Это было в дубовому лесу, еще не уступившем осени и с достоинством встречавшем утреннее, прохладное солнце. Его узорные листья были украшены капельками серебристой росы. Он чуть слышно шумел под легкими налетавшими порывами ветра, и от этого нежного шума у Ивы слипались глаза.

— Спи, милый, — сказала она Коту. — Еще рано.

Но Филя сделал вид, что не расслышал.

— А я считаю, что Вася умно поступил, запретив лодочнику рассказывать об этой истории, — сказал он. — Представляешь себе, какая кутерьма началась бы, если бы узнали, на что способен Вася!

— Ничего особенного, — зевая, возразила Ива. — Это всегда интересно. Новые люди.

— Не притворяйся. Ты просто честолюбива. Тебе до смерти хочется, чтобы о тебе говорили: "Боже мой, какая красавица!" Впрочем, все красавицы, даже самые скромные, честолюбивы.

— Котик, не говори глупостей. Я не красавица и не честолюбива. Так больше не будем спать?

— Какой же сон! Скоро в дорогу.

— А как ты думаешь, кто наказал лодочника так жестоко?

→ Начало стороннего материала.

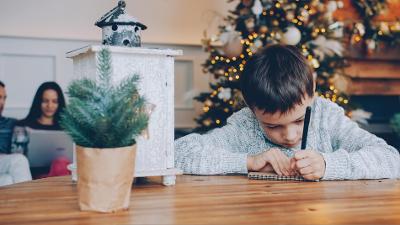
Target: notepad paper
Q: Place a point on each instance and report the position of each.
(273, 176)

— Трудно сказать. Демон, вурдалак, чародей или просто черт, разумеется не из тех, о которых говорят: "А черт его знает!" Лодочник говорил, что он был недурен собой. А у вурдалаков, например, красные глаза и губы вытянуты трубочкой, потому что им постоянно хочется крови.

— Но каков же наш Вася! — с восхищением сказала Ива. — Схватиться с нечистой силой! Довести до берега лодку, в то время как вода превратилась в ядовито-зеленый сироп!

— Ничего особенного, — возразил Кот. — Просто он дьявольски умен. Кому бы пришло в голову по-дружески поговорить с водой? Ты слышала их разговор?

— Нет.

— Вася сказал, что, в сущности, вода и он братья или по меньшей мере близкие родственники. "Ты знаешь, сколько в человеческом организме воды? спросил он. — Мы оба часть природы, только ты в одном, а я в другом воплощении. Вот почему я прошу тебя как брата: расступись, пожалуйста, и позволь мне доставить этого несчастного человека на берег". Но, разумеется, этого было мало! Он хотел, чтобы вода стала водой, — и она подчинилась.

— Ах, он хотел? В том-то и дело. Но любопытно, почему он на этот раз не воспользовался моими стихами?

— Милая моя, тут было не до поэзии. Не на поэзию он вынужден был опираться, а на то, что видел своими глазами: перед ним был измученный человек, ему представилось, как девочка бросает в лодку хлеб, и потом сидит на берегу, стараясь не плакать. Для него это было испытанием. Он встретился с враждебной силой, которая могла превратить воду не в ядовитый сироп, а в расплавленный свинец, и тогда никто больше не увидел бы ни лодки, ни лодочника, ни Васи. Схватившись не знаю с кем — с демоном, вурдалаком, самим дьяволом, — он мало сказать рисковал: он неопровержимо доказал, что риск благородное дело.

Кот приосанился и погладил лапкой усы. Ему самому нравилась тонкость, с которой он рассуждал.

ГЛАВА XVIII,

в которой оловянные солдатики маршируют, а как бы новобрачных встречает директор гостиницы с грустными глазами

Достаточно, было чтобы в этот день Ива деликатно напомнила Васе, что они все-таки отправились не в обыкновенное, а как бы в свадебное путешествие, чтобы баба, у которой они купили ведро яблок, оказалась в белых перчатках. Конечно, это устроил Вася, но неосторожно устроил: во-первых, баба, вообразившая бог весть что, запросила втридорога, а во-вторых, яблоки, от которых сводило челюсти, пришлось выбросить в канаву.

Город, в котором Иву и Васю должны были принять за новобрачных, назывался Котома-Дядька.

— Некрасиво, — сказала Ива. — Напоминает какого-то горбатого дядьку, который тащит на спине котомку с прокисшей капустой.

— Ну что ж, — только и сказал Вася.

Окраины были невзрачные, но чем ближе «москвич» подъезжал к центру, тем яснее становилось, что городок действительно нуждался в переименовании.

Девушка, появившаяся в дверях бензозаправочной станции, казалось, только и ждала наших путешественников. Более того, когда они заправились, она попросила их расписаться в книге автографов.

— Страсть люблю автографы, — застенчиво сказала она.